Meu chefe, mais de quarenta anos de idade, diretor geral de uma indústria no Brasil pertencente a uma multinacional, tirou da pasta de trabalho um maço de figurinhas da copa 2014. Eu automaticamente concluí que eram para seu filho, mas em comentário com outro gerente, ele soltou que as figurinhas eram dele. Eu ri. Achei graça de seu lado criança e mais ainda, admirei sua liberdade e respeito com o seu lado mais importante. Coisa que muitos deixam se perder na vida adulta.
Me lembrei de quando meu filho era criança e nada o fazia mais feliz do que comprar ou ganhar um maço de figurinhas. A paixão era tanta, que certa vez, ao perder um álbum do Pokemon, me senti obrigada a fazer cartazes e pregá-los em todos os prédios do condomínio em que morava. Dois dias se passaram e o álbum reapareceu. Todo surrado, mas fez a alegria do menino. Numa outra vez, quando fui em minha primeira viagem à Alemanha, me lembro de ter comprado o seu melhor presente no país: um álbum de figurinhas da Alemanha. Como ele não poderia comprar figurinhas no Brasil, tratei de gastar uma pequena fortuna para que o álbum pudesse ser completado de uma só vez. A caixa da loja me lançou um olhar de repreensão quando pedi cem euros em pacotes de figurinhas. Ela não tentou por nenhum momento disfarçar sua indignação pela minha compra, me tratou como se eu fosse louca. Mas a alegria do meu filho quando recebeu o presente valeu qualquer esforço. Aquilo se tornou um tesouro dentre seus pertences.
Histórias de figurinhas com o meu filho não faltam. Não sei quantos álbuns foram. Talvez dezenas. Mas o prazer de se colecionar é universal, vem de longa data, é histórico, filosófico e terapêutico.
Walter Benjamin, filósofo alemão nascido em 1892 e integrante da Escola de Frankfurt, também era colecionador nato. Avesso, já naquela época, à industrialização dos brinquedos, o filósofo defendia a ideia e importância da imaginação infantil. Benjamin, dentre várias coleções, tinha uma de brinquedos.
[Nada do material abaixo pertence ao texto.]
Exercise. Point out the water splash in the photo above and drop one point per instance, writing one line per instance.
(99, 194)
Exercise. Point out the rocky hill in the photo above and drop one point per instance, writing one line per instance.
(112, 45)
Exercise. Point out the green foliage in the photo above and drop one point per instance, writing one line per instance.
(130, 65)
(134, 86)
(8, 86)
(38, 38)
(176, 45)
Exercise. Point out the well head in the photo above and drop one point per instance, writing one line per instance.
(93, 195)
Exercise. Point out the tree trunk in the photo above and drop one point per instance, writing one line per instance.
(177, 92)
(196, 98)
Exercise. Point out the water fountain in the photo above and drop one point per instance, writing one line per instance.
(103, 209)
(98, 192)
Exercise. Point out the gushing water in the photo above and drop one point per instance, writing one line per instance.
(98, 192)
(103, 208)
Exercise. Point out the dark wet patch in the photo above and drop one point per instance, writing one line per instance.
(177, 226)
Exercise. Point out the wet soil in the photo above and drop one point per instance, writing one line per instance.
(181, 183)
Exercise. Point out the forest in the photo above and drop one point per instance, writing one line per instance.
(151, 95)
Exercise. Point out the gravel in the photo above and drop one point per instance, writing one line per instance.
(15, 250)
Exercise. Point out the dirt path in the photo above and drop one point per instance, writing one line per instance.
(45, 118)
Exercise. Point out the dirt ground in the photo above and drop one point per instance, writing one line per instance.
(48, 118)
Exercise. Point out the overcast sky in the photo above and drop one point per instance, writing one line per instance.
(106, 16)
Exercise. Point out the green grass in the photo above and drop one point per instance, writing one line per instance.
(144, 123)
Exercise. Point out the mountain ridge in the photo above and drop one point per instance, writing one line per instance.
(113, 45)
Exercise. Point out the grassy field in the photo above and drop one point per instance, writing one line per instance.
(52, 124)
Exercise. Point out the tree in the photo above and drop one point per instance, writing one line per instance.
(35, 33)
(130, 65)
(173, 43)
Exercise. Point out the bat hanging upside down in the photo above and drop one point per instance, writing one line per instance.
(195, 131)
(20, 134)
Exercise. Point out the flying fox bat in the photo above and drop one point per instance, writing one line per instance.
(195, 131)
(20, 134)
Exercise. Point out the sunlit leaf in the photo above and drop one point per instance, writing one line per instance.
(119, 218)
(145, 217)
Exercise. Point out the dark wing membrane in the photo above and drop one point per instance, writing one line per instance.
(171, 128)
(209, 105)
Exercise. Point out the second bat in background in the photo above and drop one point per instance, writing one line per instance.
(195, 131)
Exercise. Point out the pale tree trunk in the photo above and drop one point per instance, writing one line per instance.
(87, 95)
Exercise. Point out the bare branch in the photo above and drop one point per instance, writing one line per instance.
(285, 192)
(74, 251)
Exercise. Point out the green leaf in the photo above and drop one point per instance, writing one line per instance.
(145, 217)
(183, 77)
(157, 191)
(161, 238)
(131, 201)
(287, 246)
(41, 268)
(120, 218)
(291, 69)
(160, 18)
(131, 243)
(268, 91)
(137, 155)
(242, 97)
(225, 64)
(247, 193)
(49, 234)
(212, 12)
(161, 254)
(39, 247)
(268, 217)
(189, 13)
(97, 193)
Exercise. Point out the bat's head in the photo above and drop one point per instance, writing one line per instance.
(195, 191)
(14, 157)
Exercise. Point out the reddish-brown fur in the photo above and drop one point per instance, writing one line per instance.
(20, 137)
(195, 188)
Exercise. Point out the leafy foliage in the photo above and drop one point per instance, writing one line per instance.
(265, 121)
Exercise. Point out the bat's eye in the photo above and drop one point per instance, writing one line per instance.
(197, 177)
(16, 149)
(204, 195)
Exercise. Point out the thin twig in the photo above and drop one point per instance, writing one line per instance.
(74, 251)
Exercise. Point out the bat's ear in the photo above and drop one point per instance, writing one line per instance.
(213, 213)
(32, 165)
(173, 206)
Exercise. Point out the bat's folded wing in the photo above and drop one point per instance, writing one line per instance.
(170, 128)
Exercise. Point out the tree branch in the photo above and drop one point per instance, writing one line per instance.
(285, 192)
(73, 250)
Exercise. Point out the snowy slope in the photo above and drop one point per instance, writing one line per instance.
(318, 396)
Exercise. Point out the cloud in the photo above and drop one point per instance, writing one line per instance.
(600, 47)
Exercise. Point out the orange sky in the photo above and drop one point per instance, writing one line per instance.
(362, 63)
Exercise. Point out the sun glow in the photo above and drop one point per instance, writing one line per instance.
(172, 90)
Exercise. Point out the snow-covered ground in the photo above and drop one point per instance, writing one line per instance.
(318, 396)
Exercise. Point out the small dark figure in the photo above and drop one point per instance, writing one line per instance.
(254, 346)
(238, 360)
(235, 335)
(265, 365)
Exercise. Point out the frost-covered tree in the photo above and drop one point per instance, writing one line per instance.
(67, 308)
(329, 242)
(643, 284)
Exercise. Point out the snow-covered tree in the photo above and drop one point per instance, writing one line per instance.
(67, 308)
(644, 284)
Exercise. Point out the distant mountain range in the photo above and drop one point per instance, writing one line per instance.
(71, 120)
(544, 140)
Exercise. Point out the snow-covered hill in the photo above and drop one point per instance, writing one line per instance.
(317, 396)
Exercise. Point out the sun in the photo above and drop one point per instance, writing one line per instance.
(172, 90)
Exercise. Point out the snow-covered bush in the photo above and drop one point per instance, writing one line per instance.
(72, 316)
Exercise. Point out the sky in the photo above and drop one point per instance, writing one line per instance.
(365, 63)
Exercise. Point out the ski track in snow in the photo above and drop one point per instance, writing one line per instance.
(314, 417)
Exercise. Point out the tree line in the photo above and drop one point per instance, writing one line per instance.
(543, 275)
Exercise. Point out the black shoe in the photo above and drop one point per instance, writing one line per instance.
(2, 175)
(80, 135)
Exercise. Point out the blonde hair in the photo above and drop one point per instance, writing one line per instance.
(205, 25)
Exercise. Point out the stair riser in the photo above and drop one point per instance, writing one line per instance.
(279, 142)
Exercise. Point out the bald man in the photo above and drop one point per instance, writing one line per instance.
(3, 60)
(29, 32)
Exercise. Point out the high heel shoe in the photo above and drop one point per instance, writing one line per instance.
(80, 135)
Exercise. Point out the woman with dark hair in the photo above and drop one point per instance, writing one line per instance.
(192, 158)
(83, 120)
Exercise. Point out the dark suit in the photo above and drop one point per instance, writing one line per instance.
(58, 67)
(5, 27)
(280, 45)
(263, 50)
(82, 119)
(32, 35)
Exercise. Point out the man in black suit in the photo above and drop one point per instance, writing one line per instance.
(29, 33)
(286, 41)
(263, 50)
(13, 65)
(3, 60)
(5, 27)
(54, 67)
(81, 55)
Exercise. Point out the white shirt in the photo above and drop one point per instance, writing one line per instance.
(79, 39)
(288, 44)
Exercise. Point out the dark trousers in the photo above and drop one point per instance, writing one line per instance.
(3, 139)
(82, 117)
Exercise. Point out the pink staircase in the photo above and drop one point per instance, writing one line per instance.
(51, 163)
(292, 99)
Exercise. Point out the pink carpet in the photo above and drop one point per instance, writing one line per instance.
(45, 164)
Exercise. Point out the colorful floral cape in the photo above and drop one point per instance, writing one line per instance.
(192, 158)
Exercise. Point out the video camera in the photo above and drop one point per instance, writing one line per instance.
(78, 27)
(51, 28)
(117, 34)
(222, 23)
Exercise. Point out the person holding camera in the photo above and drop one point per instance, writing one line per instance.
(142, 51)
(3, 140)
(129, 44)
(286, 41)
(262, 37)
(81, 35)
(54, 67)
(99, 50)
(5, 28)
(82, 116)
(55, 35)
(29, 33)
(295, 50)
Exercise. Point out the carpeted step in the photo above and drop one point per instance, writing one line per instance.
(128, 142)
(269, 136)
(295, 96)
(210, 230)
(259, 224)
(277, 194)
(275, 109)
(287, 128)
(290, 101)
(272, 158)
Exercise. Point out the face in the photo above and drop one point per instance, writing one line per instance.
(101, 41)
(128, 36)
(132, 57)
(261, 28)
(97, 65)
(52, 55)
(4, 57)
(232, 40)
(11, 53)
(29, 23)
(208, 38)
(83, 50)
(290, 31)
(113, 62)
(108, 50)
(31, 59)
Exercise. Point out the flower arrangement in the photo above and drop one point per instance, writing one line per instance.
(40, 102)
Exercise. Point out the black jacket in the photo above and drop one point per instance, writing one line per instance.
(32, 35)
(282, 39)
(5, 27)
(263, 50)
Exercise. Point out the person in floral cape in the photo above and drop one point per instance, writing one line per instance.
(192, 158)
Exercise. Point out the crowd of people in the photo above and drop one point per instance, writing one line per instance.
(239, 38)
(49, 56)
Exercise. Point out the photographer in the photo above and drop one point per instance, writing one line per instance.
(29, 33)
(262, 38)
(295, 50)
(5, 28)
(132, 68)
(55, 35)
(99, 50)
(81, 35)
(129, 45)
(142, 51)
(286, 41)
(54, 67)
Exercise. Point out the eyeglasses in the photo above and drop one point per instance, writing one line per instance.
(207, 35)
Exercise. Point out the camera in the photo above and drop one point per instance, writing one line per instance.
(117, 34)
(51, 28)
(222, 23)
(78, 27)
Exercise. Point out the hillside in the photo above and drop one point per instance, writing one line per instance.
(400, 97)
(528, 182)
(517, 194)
Creio que Walter Benjamin se remexeria na tumba se pudesse ver como se encontra o entretenimento infantil nos dias de hoje: tablets, celulares, videogames e toda sorte de tecnologia. Mas em meio a toda a modernidade do século XXI, permanece o hábito da coleção de figurinhas. E consequentemente, arrisco afirmar, a chance de tantos adultos permanecerem fiéis a seu lado mais puro e importante: o seu lado infantil.
Eu não tenho mais a minha coleção de papéis de carta. Me faz falta. Mas de outras formas alimento a criança que existe em mim. Porque no fundo, somos todos crianças brincando, obrigatoriamente, de ser adultos.
Felizes os colecionadores de figurinhas, que mais do que figurinhas, colecionam momentos para as crianças dentro de si mesmos.